Se trata pues de ver la ciudad como un espacio en el que conviven distintas visiones, y esa fragmentación es al mismo tiempo su fuerza y su debilidad. En este sentido la ciudad resume al mundo contemporáneo y a todas sus distintas visiones. El simbolismo de la ciudad se corporiza en el flanêur, que no sólo deambula sin rumbo, sino que busca otras perspectivas distintas de las convencionales o de las que el poder propone. Mostrando que hay más culturas más allá de la cultura. Sin olvidar asimismo que la ciudad depende de otros lugares. Cultura y ecología entendida como la necesidad de no encapsular la ciudad, de aceptar su fragilidad y su dependencia.

Dinámicas de intervención

Más allá del debate sobre la necesidad o no de que exista una política cultural, es decir, una voluntad de intervención institucional en relación a la creación y al acceso a las distintas formas y expresiones culturales, lo cierto es que no es posible imaginar a la ciudad (con los matices ya mencionados) sin referirnos a la cultura (entendida asimismo en sus distintas acepciones). Y, en este sentido, un gobierno local que quiera defender una idea de ciudad, que quiera proyectar en sus espacios y dinámicas de intervención un conjunto de valores e ideas, no puede dejar de tener una política cultural. Es decir, un programa de acción que, al margen de salvaguardar el patrimonio y de cuidar de lo que denominaríamos alta cultura ilustrada, trate de establecer prioridades, ayude a poner en práctica valores considerados esenciales, redistribuya costes y beneficios, mejore dinámicas de acceso o reconozca sujetos y colectivos desde sus distintas prácticas.
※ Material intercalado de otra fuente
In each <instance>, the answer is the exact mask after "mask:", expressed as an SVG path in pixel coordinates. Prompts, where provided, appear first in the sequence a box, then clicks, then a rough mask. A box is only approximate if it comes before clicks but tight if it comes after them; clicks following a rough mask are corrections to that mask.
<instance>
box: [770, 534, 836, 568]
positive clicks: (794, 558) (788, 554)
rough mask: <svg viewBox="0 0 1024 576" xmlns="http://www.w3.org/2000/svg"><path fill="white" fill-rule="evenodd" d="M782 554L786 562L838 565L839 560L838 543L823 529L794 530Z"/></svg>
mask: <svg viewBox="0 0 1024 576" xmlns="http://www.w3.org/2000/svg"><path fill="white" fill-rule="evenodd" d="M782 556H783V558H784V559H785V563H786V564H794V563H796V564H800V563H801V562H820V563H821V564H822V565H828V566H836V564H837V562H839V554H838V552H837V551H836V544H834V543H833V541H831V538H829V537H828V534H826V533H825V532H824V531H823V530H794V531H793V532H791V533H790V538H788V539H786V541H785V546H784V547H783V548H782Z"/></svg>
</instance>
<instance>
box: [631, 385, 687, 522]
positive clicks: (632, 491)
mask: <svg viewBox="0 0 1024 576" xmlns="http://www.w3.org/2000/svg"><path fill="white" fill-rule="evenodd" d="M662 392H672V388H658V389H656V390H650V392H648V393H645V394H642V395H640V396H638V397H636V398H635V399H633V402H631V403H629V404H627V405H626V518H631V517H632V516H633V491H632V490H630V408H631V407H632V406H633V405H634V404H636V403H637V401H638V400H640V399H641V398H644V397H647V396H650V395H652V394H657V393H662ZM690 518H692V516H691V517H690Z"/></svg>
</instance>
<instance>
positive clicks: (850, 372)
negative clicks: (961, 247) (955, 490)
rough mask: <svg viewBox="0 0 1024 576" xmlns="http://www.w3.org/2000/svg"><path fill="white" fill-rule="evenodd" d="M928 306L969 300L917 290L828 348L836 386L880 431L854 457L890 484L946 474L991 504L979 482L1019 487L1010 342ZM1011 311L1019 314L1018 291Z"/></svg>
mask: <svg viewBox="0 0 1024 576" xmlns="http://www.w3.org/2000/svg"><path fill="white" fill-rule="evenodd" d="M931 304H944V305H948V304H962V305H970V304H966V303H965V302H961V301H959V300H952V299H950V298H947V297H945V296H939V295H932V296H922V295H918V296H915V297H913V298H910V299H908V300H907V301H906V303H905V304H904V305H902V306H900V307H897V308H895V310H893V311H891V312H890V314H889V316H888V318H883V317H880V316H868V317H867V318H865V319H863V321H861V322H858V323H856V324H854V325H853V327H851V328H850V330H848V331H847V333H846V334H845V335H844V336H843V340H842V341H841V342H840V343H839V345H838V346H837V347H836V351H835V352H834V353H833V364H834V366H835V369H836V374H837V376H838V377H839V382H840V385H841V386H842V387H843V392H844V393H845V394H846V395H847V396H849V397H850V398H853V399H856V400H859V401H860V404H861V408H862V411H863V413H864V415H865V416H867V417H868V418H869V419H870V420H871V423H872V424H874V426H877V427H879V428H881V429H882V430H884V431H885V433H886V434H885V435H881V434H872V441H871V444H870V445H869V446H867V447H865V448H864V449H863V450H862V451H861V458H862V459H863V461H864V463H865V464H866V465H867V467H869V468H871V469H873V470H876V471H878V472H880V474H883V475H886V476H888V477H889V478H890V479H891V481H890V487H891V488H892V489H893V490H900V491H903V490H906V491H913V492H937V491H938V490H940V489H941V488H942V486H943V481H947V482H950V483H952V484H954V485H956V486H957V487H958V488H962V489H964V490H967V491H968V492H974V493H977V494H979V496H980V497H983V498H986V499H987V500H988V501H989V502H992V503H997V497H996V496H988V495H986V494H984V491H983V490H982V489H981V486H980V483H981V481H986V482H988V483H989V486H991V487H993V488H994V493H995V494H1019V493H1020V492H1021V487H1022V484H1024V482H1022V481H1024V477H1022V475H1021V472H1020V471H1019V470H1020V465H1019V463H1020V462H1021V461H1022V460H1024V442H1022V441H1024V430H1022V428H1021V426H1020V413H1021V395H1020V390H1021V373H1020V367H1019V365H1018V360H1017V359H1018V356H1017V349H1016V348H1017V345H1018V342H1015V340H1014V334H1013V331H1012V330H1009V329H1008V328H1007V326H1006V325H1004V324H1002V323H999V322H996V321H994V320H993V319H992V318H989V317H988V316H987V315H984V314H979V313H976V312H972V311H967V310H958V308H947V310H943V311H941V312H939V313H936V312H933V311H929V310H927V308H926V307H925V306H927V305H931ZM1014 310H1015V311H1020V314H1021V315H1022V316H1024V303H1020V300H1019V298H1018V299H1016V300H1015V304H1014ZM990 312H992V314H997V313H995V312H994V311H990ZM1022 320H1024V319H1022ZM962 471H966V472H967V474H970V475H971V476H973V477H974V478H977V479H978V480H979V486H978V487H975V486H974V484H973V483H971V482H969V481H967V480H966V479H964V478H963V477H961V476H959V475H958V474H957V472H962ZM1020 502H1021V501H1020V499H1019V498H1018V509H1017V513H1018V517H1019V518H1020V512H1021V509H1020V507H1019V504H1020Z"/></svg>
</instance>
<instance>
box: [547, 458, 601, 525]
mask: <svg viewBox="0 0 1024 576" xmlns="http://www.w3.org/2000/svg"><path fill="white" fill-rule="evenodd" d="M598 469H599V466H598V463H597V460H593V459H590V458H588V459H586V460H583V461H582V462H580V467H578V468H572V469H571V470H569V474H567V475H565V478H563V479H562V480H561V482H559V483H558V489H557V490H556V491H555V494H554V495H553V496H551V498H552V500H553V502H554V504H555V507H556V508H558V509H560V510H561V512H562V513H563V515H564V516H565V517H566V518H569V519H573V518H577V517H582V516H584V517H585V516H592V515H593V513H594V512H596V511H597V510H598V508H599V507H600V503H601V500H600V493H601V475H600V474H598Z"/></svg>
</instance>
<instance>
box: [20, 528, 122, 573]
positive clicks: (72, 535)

En pleno proceso de desindustrialización, las ciudades cuyo esplendor estuvo precisamente vinculado a la sociedad industrial, buscaron en el giro cultural los argumentos que permitieran recuperar capacidad competitiva y reconvertir los espacios en desuso. La así llamada ciudad emprendedora buscó distintas estrategias para conseguir que las ciudades mantuvieran su capacidad de atracción de capital y de competitividad global. Por un lado, era cierto que el mundo se iba haciendo más plano (más igual en todas partes), pero al mismo tiempo resultaba que se ­hacía también más puntiagudo (Peter Hall), y las ciudades constituían en muchos casos la ejemplificación de esos picos que competían entre si.

Los componentes culturales de una ciudad han sido, en este sentido, factores clave, al permitir conectar con la globalidad y mantener la especificidad. No es pues ­extraño que se hayan ido produciendo en distintas partes del mundo procesos de reconversión industrial o de zonas portuarias, donde se ha hecho coexistir inversiones en infraestructura cultural, impulso de industrias creativas, módulos para artistas, con presencia de espacios para oficinas y con centros comerciales de formato innovador. En el mismo sentido han operado las iniciativas vinculadas a grandes eventos: juegos olímpicos, exposiciones universales, capitalidades culturales, etcétera.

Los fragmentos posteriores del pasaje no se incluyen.